Trump says US not seeking 'regime change' in Iran
President Donald Trump has said the United States is not looking for "regime change" in Iran. He said this on Monday after bilateral talks with Japan's Prime Minister Shinzo Abe, who has offered to broker a dialogue between the two nations.
"We're not looking for regime change, we're looking for no nuclear weapons," Trump said at a joint press conference in Tokyo on Monday, adding that he believed "we'll make a deal" with Iran.
Tensions between Washington and Tehran have risen with the US deploying troops to the region, but Trump sought to downplay concerns about military conflict.
With Abe at his side, Trump told reporters at Akasaka Palace that "nobody wants to see terrible things happen".
Earlier, Trump became the first foreign leader to meet Japan's newly enthroned Emperor Naruhito, on a state visit overshadowed by tensions over trade and policy on North Korea.
Emperor Naruhito and Empress Masako greeted Trump at the Imperial Palace in the Japanese capital as part of a formal welcome ceremony that was broadcast live on national television.
Emperor Naruhito ascended to the throne on May 1, opening what is called the era of "Reiwa" or "beautiful harmony".
Trump and Abe spent the weekend playing golf, eating out and watching sumo.
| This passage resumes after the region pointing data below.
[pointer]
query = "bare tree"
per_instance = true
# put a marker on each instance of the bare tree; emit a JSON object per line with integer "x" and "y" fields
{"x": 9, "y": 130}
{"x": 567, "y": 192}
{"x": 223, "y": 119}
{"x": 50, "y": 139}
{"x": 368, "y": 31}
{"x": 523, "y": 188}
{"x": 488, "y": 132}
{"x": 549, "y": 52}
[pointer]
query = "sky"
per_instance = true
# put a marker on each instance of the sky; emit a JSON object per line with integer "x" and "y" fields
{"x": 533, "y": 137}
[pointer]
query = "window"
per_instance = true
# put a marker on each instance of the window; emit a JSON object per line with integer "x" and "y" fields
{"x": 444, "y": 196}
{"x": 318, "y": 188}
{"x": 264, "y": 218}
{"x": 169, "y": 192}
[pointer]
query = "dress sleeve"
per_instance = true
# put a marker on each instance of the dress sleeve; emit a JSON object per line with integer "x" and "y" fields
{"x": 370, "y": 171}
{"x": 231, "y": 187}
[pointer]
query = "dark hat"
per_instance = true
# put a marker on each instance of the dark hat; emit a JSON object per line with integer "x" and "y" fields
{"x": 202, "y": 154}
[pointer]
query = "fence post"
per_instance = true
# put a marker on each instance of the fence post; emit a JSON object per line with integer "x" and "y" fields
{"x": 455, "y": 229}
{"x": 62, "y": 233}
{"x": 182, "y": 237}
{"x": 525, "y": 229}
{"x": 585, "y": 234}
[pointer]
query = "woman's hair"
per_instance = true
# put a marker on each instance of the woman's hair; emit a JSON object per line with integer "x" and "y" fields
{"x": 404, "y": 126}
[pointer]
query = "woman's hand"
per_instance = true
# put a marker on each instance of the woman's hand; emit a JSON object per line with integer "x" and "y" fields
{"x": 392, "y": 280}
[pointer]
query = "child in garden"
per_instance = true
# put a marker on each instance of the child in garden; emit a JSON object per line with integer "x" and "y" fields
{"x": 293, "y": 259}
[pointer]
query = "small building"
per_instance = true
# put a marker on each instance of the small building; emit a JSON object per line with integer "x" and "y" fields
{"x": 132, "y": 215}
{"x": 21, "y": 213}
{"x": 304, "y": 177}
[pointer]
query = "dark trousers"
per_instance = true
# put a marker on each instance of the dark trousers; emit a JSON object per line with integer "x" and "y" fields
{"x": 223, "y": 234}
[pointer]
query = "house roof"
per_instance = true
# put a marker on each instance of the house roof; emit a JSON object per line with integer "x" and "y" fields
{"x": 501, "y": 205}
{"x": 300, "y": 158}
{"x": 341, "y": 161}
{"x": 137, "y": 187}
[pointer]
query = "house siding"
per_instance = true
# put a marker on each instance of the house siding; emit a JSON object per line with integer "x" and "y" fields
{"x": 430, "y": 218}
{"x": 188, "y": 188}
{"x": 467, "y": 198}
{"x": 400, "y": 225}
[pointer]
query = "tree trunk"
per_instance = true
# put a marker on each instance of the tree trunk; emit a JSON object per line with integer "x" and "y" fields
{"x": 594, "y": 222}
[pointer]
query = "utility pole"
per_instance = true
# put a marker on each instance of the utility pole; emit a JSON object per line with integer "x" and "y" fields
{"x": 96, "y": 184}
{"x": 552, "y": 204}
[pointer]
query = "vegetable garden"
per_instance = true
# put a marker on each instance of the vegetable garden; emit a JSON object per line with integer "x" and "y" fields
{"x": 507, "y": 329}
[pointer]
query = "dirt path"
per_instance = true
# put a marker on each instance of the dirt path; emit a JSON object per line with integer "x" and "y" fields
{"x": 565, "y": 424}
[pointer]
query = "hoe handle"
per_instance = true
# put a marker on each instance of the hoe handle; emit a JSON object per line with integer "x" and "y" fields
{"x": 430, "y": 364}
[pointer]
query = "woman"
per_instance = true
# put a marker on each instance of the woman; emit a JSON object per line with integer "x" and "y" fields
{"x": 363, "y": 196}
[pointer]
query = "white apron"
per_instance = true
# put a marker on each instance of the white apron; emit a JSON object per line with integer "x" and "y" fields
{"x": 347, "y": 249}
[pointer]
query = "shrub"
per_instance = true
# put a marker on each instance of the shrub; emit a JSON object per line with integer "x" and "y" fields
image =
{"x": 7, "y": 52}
"There's a sense that this is another sign of the good relations between these two countries, but in particular a sign of the relationship between Trump and Abe," Al Jazeera's Wayne Hay, reporting from Tokyo, said.
"There's a sense that they could have given this meeting to anyone, but they didn't. They gave it to the US, they gave it to Trump."
At a joint press conference following talks between the two leaders, both Abe and Trump were eager to emphasise the strength of the alliance between the US and Japan despite policy disagreements over trade and North Korea.
Trump described the relationship between the two countries as a "cornerstone" of stability and prosperity not only in the region, but across the world.
"This is a strong alliance indeed," he said. "The US-Japan alliance is steadfast and iron-clad. We want peace and we want stability."
Trump repeated that he was not worried about a recent missile launch by North Korea. He said that North Korea's leader Kim Jong Un wants to "create a nation that has great strength economically" and recognised that such a goal was incompatible with nuclear testing.
On Saturday, the US's National Security Adviser, John Bolton, said Pyongyang's recent short-range missile tests violated United Nations Security Council resolutions. Japan shares Bolton's view.
Abe told the media that he and Trump spent a "good amount" of time better aligning their policies on North Korea.
"We are completely on the same page," he said, adding later that Trump had "cracked open the shell of distrust" with Kim.
Abe added that he was eager to meet Kim and resolve the issue of abduction of Japanese citizens by North Korea decades ago and that Trump, who met the families of some of those abducted, was strongly supportive of the initiative.
Trade was also a key issue at the talks.
Trump has threatened high tariffs for Japanese carmakers as part of an effort to reduce trade surpluses with other countries.
Washington believes surpluses are a sign that the US has been mistreated on trade - a theme Trump picked up on after landing in Tokyo on Saturday, vowing to make the relationship between the world's largest and third-largest economies what he described as "a little bit more fair".
Negotiations are taking place on a bilateral trade agreement but Trump has said he does not expect major progress on it until July, when Abe faces an election for parliament's upper house.
Trump has spearheaded an expensive trade war with China, a dispute that has hurt markets worldwide and confounded US allies, including Japan and the European Union.
Washington's allies, although they share US concerns about Chinese practices, disagree with Trump's tactics of threatening tariffs on their products rather than seeking cooperation in standing up to Beijing.
Trump reiterated that Japan and the US were working to improve their economic relationship based on "principles of fairness and reciprocity".
Abe stressed that Japanese companies had invested some $24bn in the US since Trump had taken office.
"Trade-wise, I think we’ll be announcing some things, probably in August, that will be very good for both countries," Trump said on Monday. "We'll get the balance of trade, I think, straightened out rapidly."
Later on Monday, the US president and his wife, Melania Trump, will sit down to a lavish state dinner with the emperor and the empress.